The brain is made of matter. Matter is subject to the laws of physics. Even just Newtonian mechanics may be sufficient. Nothing specifically quantum is needed for this research since operations appear to be properties of material arrangements. Knowledge of signals and systems is also useful. If it seems not obvious how to make a brain, it is because the patterns by which the laws of physics are employed to make a brain have not been published and turned into laws of brain physics.

Only this and nothing more. (Edgar Allen Poe)

A robot can have a synthetic brain made of different material than an animal brain. The complexity of that synthetic brain is unbounded. There is nothing to impede that except the lack of knowledge about what makes a brain a brain.

This has been my specific arena of amateur science since 2002, and I have made some progress. Quite a bit can be speculated from available literature. I have my MIT physics degree, electronics training, software skills, experience visualizing scientific data, and substantial experience with studying neurons and reflex systems, so I have a decent set of tools with which to continue.

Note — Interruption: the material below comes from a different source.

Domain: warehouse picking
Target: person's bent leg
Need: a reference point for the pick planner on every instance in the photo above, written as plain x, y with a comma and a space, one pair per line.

Having had an epiphany on October/2/2018 I have been designing a synthetic reflex system which will be used in a simple robot. My goal is to endow the robot with reflexes having operations indistinguishable from living systems; no matter how deeply you drill down until you reach the material from which it is comprised. Then, of course, "the brain is the crowning achievement of the reflex system." (Sir Charles Sherrington, Nobel Medicine 1932).

I respect the cleverness of AI, neural nets, neuromorphic engineering, HTM, quantum computing, and all that; but all I see when I review the anatomy, histology, physiology, and in-vivo experiments is a mathematics of reflex and nothing more.

If nothing else, I am having immense fun.